Cloud reflection modelling for impact flashes on Jupiter: A new constraint on the bulk properties of the impact objects

TL;DR

This paper develops a cloud reflection model to accurately estimate the physical properties of impact flashes on Jupiter, revealing that reflected light significantly affects measurements and refining our understanding of impacting objects.

Contribution

The study introduces a new cloud reflection correction model that improves the accuracy of impact flash parameter estimates on Jupiter.

Findings

Reflected light can contribute up to 200% of the observed flux.

Cloud reflection effects vary strongly with wavelength.

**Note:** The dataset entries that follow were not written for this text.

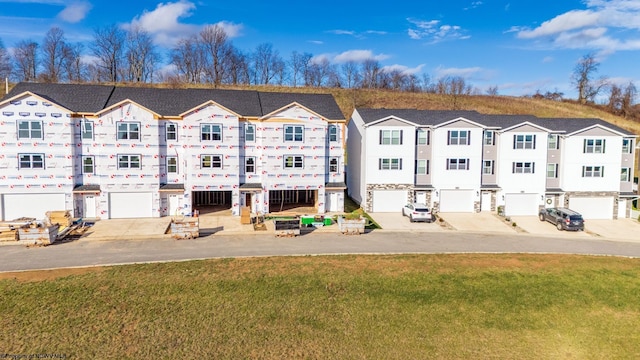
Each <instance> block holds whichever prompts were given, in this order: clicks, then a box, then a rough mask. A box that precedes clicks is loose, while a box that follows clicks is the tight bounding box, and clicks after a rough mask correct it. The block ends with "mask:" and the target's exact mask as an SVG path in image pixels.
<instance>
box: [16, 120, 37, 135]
mask: <svg viewBox="0 0 640 360" xmlns="http://www.w3.org/2000/svg"><path fill="white" fill-rule="evenodd" d="M42 138H43V135H42V121H32V120H24V121H18V139H42Z"/></svg>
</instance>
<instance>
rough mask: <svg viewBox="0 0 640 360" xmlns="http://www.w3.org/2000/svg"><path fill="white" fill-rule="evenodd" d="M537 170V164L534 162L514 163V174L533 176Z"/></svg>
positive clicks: (516, 162) (513, 166)
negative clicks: (536, 165) (536, 164)
mask: <svg viewBox="0 0 640 360" xmlns="http://www.w3.org/2000/svg"><path fill="white" fill-rule="evenodd" d="M535 170H536V164H535V163H532V162H514V163H513V164H512V171H513V173H514V174H533V173H534V172H535Z"/></svg>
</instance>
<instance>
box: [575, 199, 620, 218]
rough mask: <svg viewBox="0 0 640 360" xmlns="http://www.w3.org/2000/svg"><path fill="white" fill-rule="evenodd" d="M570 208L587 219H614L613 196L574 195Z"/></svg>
mask: <svg viewBox="0 0 640 360" xmlns="http://www.w3.org/2000/svg"><path fill="white" fill-rule="evenodd" d="M569 208H570V209H571V210H574V211H577V212H579V213H580V214H582V217H583V218H585V219H613V197H612V196H606V197H572V198H570V199H569Z"/></svg>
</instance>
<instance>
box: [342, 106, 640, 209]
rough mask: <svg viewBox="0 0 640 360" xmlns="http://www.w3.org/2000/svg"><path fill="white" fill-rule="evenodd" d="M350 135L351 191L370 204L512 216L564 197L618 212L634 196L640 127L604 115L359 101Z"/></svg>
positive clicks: (399, 206) (368, 208)
mask: <svg viewBox="0 0 640 360" xmlns="http://www.w3.org/2000/svg"><path fill="white" fill-rule="evenodd" d="M348 134H349V136H348V140H347V153H348V154H349V159H348V172H347V173H348V175H347V187H348V192H349V195H350V196H351V197H352V198H353V199H354V200H355V201H356V202H359V203H360V204H361V205H362V207H363V208H364V209H365V210H366V211H371V212H396V211H398V212H399V211H400V210H401V209H402V207H403V206H404V204H406V203H408V202H409V203H410V202H418V203H425V204H427V205H428V206H431V207H432V208H433V209H434V210H435V211H440V212H478V211H494V212H495V211H501V212H503V213H504V214H505V215H507V216H515V215H536V214H537V213H538V211H539V209H540V208H543V207H562V206H563V207H569V208H572V209H574V210H577V211H579V212H581V213H582V214H583V215H584V217H585V218H587V219H614V218H618V217H628V216H629V215H630V210H631V200H632V199H635V198H637V197H638V195H637V194H636V193H634V191H633V169H634V147H635V144H636V138H637V135H635V134H632V133H630V132H628V131H626V130H623V129H621V128H619V127H617V126H614V125H612V124H609V123H607V122H605V121H603V120H600V119H566V118H558V119H550V118H538V117H535V116H527V115H485V114H480V113H478V112H475V111H431V110H410V109H356V110H354V112H353V115H352V117H351V120H350V122H349V125H348Z"/></svg>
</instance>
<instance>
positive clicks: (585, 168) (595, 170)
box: [582, 166, 604, 177]
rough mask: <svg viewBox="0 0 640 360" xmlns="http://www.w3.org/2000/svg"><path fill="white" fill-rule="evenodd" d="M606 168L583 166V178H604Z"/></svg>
mask: <svg viewBox="0 0 640 360" xmlns="http://www.w3.org/2000/svg"><path fill="white" fill-rule="evenodd" d="M603 176H604V166H583V167H582V177H603Z"/></svg>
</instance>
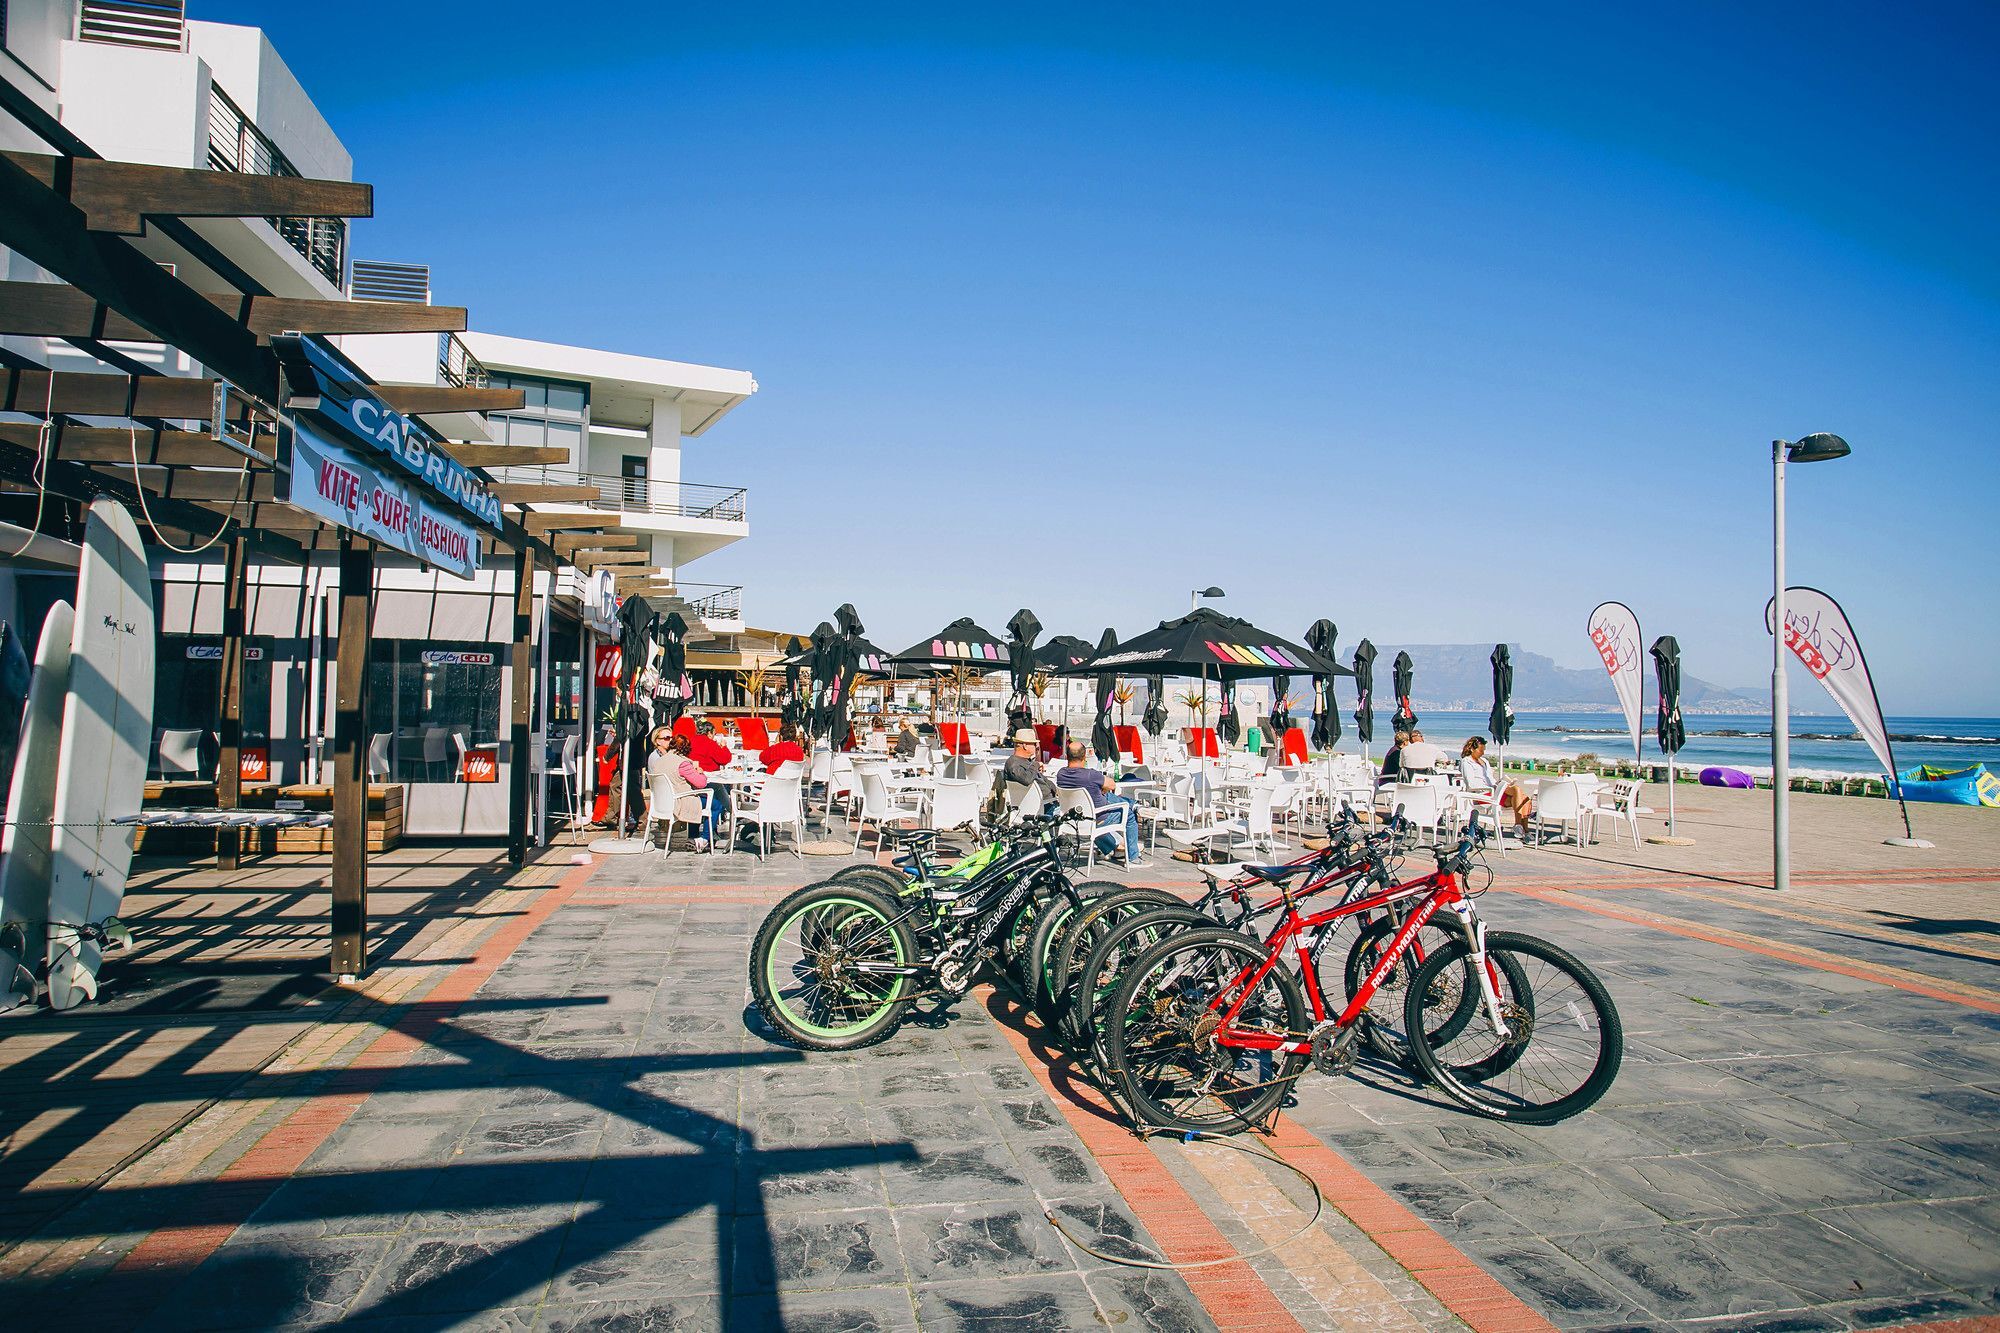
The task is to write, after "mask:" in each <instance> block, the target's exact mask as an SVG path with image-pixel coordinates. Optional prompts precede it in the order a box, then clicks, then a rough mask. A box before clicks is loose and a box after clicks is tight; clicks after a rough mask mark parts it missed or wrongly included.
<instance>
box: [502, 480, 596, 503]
mask: <svg viewBox="0 0 2000 1333" xmlns="http://www.w3.org/2000/svg"><path fill="white" fill-rule="evenodd" d="M488 490H492V492H494V498H496V500H500V502H502V504H590V502H592V500H602V498H604V492H602V490H598V488H596V486H562V484H556V482H494V484H492V486H488Z"/></svg>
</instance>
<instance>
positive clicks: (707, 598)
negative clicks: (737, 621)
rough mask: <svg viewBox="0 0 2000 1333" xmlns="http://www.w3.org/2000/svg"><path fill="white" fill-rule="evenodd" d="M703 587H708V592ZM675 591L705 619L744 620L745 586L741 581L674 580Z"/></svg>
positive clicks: (714, 619)
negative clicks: (742, 619) (699, 581)
mask: <svg viewBox="0 0 2000 1333" xmlns="http://www.w3.org/2000/svg"><path fill="white" fill-rule="evenodd" d="M702 588H708V590H706V592H704V590H702ZM674 592H676V594H678V596H680V598H682V600H686V602H688V606H692V608H694V614H698V616H702V618H704V620H742V618H744V586H742V584H740V582H678V580H676V582H674Z"/></svg>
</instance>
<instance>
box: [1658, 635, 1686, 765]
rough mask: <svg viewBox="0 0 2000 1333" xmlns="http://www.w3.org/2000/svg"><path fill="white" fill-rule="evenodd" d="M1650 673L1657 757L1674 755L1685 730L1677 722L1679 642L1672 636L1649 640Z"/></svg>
mask: <svg viewBox="0 0 2000 1333" xmlns="http://www.w3.org/2000/svg"><path fill="white" fill-rule="evenodd" d="M1652 673H1654V677H1656V679H1658V683H1660V727H1658V741H1660V753H1662V755H1678V753H1680V747H1684V745H1686V743H1688V729H1686V727H1684V725H1682V721H1680V640H1678V638H1674V636H1672V634H1660V636H1658V638H1654V640H1652Z"/></svg>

Corrected parameters provide better insights into impactor properties.

Abstract

We investigate optical characteristics of flashes caused by impacting meter- to decameter-sized outer solar system objects on Jupiter and contributions of reflected light from surface clouds at visible wavelengths to estimate more accurate bulk parameters such as the luminous energy of the flash, the kinetic energy, the mass, and the size of the impact object. Based on the results of recent reflectivity studies of the Jovian surface, we develop a cloud reflection model that calculates the contribution of the reflected light relative to that directly from the flash. We compare the apparent luminous energy of the previously reported flashes with the expected cloud reflection contributions to obtain their revised bulk parameters. We found that the cloud reflection contributions can be up to 200% of the flux directly from the flash and thus can be the most significant uncertainty in the measurement of the bulk parameters. The reflection contributions strongly depend on wavelength. With our cloud reflection correction, the revised bulk parameters of the previously reported flashes are obtained. Our cloud reflection correction provides a better understanding of the properties of impacting objects on Jupiter and is crucial for ongoing detailed investigations using high-sensitivity and multi-wavelength observation systems such as PONCOTS. It will also be useful for understanding other optical transients in Jupiter's upper atmosphere, such as the recently discovered sprite-like events.